都度、何かしら文句を言って声を荒げるのだ。
「美味しく見えるようにキレイに並べるんだよ」
「へいへい」
「並べるときは、ちゃんと角度を揃えて。ああ、もぅっ!」
「何このスパルタ。ハイハイ、どうせ私は曲がりくねった性根の持ち主だよ。パンすらまっすぐ並べられない女だよ」
聞こえないようにブツブツ呟く。
「……何か言ったか、お前」
もうお前呼ばわりである。
オーナーと紹介されたモノホン王子は奥の厨房にすっこんでパン作りに没頭しているようだし、第一、名前すら教えてもらっていない。

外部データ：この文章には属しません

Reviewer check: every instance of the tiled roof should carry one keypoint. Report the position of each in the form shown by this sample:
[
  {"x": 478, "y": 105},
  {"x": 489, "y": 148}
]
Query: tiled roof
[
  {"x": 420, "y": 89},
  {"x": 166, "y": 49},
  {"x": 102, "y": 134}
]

早くも星歌は軽はずみにバイトを承諾したことを後悔していた。
突然雇われることになったものだから、ユニフォームの予備すらないというではないか。
着ていた服そのまま、ワンピースの下にジャージのズボン、そしてヒールという謎の出で立ちの上に、たまたまあった赤いエプロンをつけただけの姿である。
客よ、どうか誰ひとり来ないでくれと祈るしかないわけだ。
しかし彼女のそんな願いは次の瞬間、無残に砕け散ることとなる。
カラン──。
扉の上部につけられた小さな鐘が音を立てたのだ。
「い、いらっしゃいま……」
入ってきたのは若い男だ。
安物のスーツを着ていてもそこだけ華やぐように目立つのは彼の整った容姿と、聡明な光をたたえる視線故か。
その目が店内を見回し、薄笑いを浮かべた新人店員のもとで止まり──驚愕に見開かれた。
「星歌、こんなところで何やってんの?」
行人である。
──ズルイ! いつも姉ちゃんって呼ぶくせに、たまに名前呼びするの。
星歌と名を呼ばれ、ドキリと高鳴る心臓を押さえて彼女は「エヘヘ」と白々しい笑い声をあげた。
「やー、その、バイトだよ」
「バイトって……。そりゃ、星歌は失業したてだけど。だからってこんな急に……」
スニーカーの踵を床に打ちつけて近付いてきて、行人はあらためてじろりと店内を見渡す。
星歌の隣りでレジ打ちを教えていた姿勢のまま止まっている翔太を見下ろすと「フッ」と鼻で笑ってみせた。